Money and growth
May 23, 2014·Alasdair MacleodThe most common of all misconceptions today is that a weakening currency is fundamental to a healthy economy, or put another way, a strong currency is economically destructive. For decades this has been the fundamental belief of mainstream economists and the mainspring behind government policy. Even Switzerland, widely regarded as the leading exponent of non-interventionism, intervenes to keep the franc from rising against the euro.
Switzerland also intervened in the 1970s when she attempted to discourage capital inflows by imposing negative interest rates on deposits. But an unbiased observer of monetary affairs should have recognised inconsistencies in the basic assumption. How was it that Germany, in the face of a strong deutsche mark, and Japan with a strong yen, emerged from the destruction of WW2? And how is it that the prices of electronic goods can fall with tomorrow's products being sold for less than today's, when economists believe that prices have to rise for manufacturers to prosper?
Before answering these questions it should be noted that I avoided the commonly-used word "growth" for economic progress in framing the underlying misconception. This is because the concept of growth is confused with economic progress. GDP, which is encouraged to "grow" is the sum of all recorded transactions over a period, and lumps bad and good spending together. It is not the unmeasurable progress of a society's condition.
Using the wrong measure for anything is always a bad way of proceeding, but it is perhaps the natural consequence of believing that an increase in the quantity of money and credit, the objective of official policies designed to weaken the currency, is the necessary stimulant for economic progress. However, all experience screams at us that this is not true.
The source of the error is a misunderstanding in the role of money in the economy. The truth is very simple and exposed by Say's Law: we make things to buy things, and money is only the temporary mechanism to translate our production into consumption. This being the case, money is neither the problem nor the solution.
Policies aimed at reducing the purchasing power of money are intended to fool people and businesses into unprofitable actions they would not otherwise undertake. For a brief period of time cheapening the currency lowers the cost of production, increasing apparent profits. The temporary improvement in business conditions is intended to encourage employment, and fuller employment encourages the spending to absorb more production. But this reckons without the fact that rising prices result, inevitably forcing people to shift their preferences away from money driving prices up even faster. Returns on capital prove to have been overestimated by businesses and they begin to cut their losses. False booms are always followed by busts.

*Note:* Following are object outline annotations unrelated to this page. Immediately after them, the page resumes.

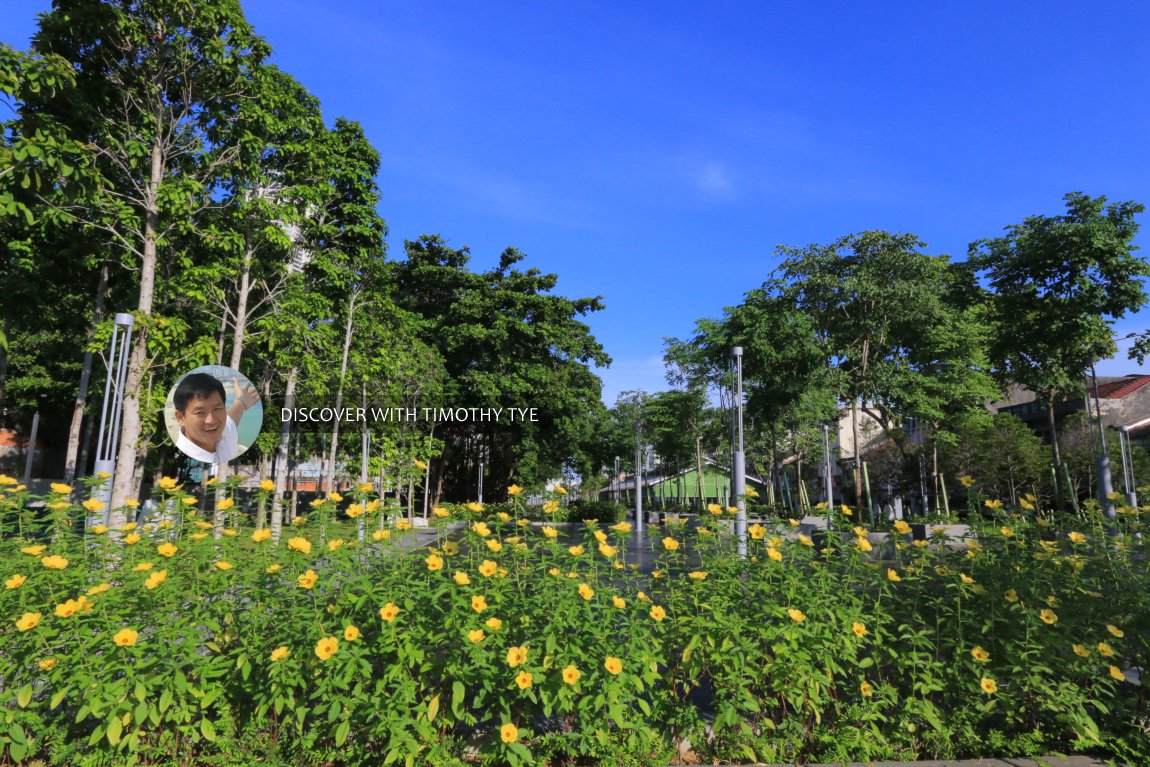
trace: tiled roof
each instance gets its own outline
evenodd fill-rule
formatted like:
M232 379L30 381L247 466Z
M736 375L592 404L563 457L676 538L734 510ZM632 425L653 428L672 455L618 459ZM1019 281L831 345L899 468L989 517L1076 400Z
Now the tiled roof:
M1118 381L1098 384L1098 397L1103 399L1121 399L1150 383L1150 376L1126 376ZM1094 392L1090 392L1094 396Z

Denying Say's Law is the mistake. An appreciation of the law's truths explains why falling prices, the same as a rise in the purchasing power of money, are not economically destructive. It explains German and Japanese post-war success and that of the titans of technology. The tragedy of our wilful ignorance of a truth accepted before Keynes's false justification of state intervention is that we are condemned to repeat this most common of misconceptions until we banish economic progress altogether.